Hace un siglo, México vivió uno de sus episodios más complejos con el cierre masivo de templos y la suspensión del culto público, dando inicio a la Guerra Cristera. Este conflicto armado, que enfrentó a grupos de civiles contra las políticas restrictivas del Estado, dejó una huella profunda en la sociedad mexicana, marcando una etapa de clandestinidad religiosa que transformó la relación entre la Iglesia y el gobierno.
Durante años, la práctica de la fe se trasladó a espacios privados y remotos, donde las misas clandestinas se convirtieron en el símbolo de la resistencia de miles de familias. La historiografía ha señalado cómo este periodo de confrontación no solo impactó la estructura social de la época, sino que también dejó cicatrices en la memoria colectiva que, con el paso de las décadas, han buscado ser integradas en la narrativa histórica nacional.

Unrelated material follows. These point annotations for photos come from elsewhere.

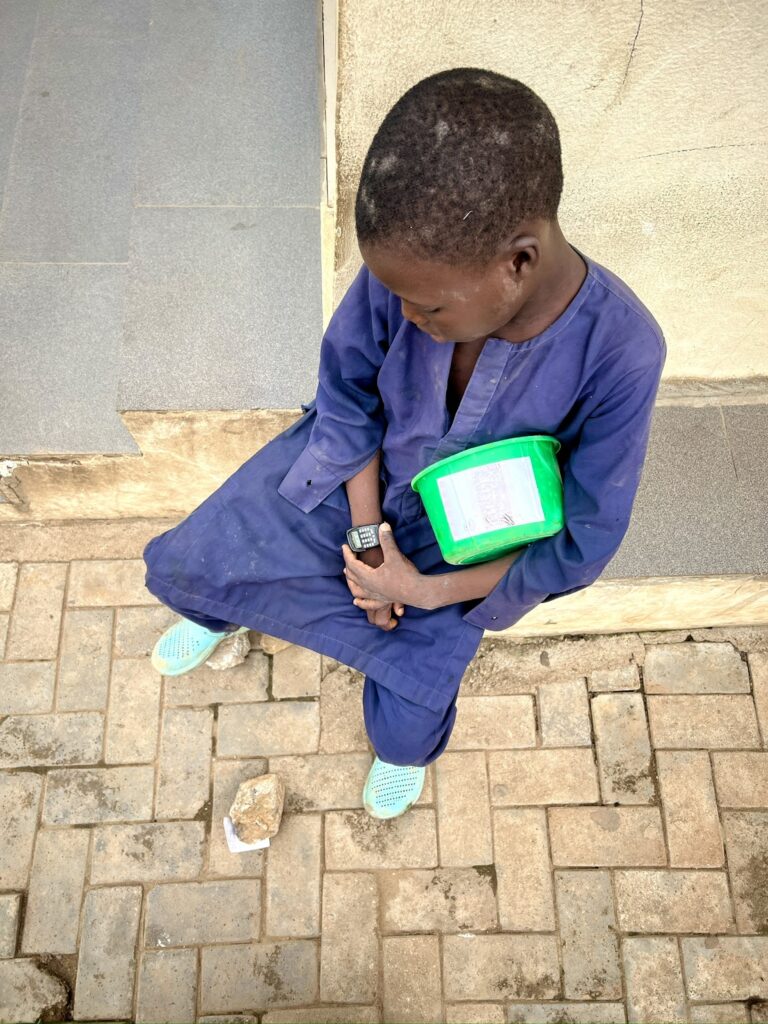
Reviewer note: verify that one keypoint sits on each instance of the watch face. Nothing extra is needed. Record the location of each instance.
(363, 538)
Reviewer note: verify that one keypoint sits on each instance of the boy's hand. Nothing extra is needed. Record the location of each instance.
(396, 581)
(379, 612)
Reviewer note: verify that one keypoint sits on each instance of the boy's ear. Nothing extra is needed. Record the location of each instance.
(521, 256)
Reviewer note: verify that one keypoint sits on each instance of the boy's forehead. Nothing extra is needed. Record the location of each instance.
(421, 282)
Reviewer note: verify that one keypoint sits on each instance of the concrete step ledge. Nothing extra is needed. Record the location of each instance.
(608, 606)
(652, 603)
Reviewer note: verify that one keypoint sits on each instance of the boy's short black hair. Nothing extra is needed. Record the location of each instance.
(461, 160)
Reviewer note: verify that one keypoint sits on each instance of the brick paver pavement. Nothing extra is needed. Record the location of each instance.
(592, 847)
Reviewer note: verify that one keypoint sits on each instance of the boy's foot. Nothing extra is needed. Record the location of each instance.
(390, 790)
(184, 646)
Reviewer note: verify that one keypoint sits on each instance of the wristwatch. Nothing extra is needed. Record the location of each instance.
(363, 538)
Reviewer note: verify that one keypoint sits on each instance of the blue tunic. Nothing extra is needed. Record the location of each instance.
(264, 550)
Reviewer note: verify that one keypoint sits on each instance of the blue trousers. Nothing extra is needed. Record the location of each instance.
(401, 732)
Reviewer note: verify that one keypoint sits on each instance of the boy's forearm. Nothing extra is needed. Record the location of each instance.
(466, 585)
(364, 494)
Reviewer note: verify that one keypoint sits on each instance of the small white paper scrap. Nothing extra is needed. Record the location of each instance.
(235, 844)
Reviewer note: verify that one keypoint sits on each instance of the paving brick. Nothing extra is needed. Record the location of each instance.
(250, 730)
(349, 948)
(673, 901)
(55, 892)
(412, 979)
(654, 983)
(759, 1012)
(740, 778)
(450, 899)
(32, 740)
(759, 671)
(232, 1018)
(354, 841)
(293, 878)
(86, 796)
(501, 667)
(146, 853)
(243, 684)
(463, 810)
(84, 665)
(624, 756)
(694, 668)
(719, 1013)
(29, 992)
(588, 935)
(707, 721)
(107, 963)
(573, 1013)
(27, 687)
(690, 812)
(494, 967)
(33, 634)
(258, 977)
(137, 630)
(564, 714)
(475, 1013)
(523, 870)
(203, 913)
(610, 680)
(556, 776)
(133, 712)
(167, 986)
(8, 574)
(606, 837)
(323, 781)
(227, 775)
(19, 799)
(184, 770)
(342, 725)
(726, 967)
(486, 723)
(10, 906)
(296, 673)
(329, 1015)
(747, 844)
(109, 584)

En la actualidad, la conmemoración de este centenario invita a revisar cómo el sistema educativo mexicano ha abordado este fragmento del pasado en los libros de texto. Si bien durante mucho tiempo el conflicto fue omitido o minimizado en los programas oficiales de la SEP, existe un interés creciente por parte de investigadores y ciudadanos por rescatar testimonios que permitan comprender la complejidad de los procesos de pacificación y tolerancia religiosa en el México contemporáneo.
La consolidación de la libertad de culto, consagrada hoy en la Constitución, es vista por diversos sectores sociales como un logro fundamental de la democracia mexicana. A medida que se cumplen cien años del inicio de las hostilidades, la reflexión se centra en la importancia de mantener un diálogo institucional abierto, garantizando que el derecho a la libertad de conciencia y expresión religiosa se mantenga como un pilar fundamental de la convivencia ciudadana en todas las entidades federativas.
El legado de aquel periodo resuena hoy en la pluralidad del país, donde la diversidad de creencias convive bajo el marco del Estado laico. La memoria histórica, lejos de buscar la división, se propone ahora como un ejercicio de reconocimiento de las heridas del pasado para fortalecer el presente, asegurando que la historia de la lucha por la libertad de culto sea preservada con rigor y neutralidad para las futuras generaciones.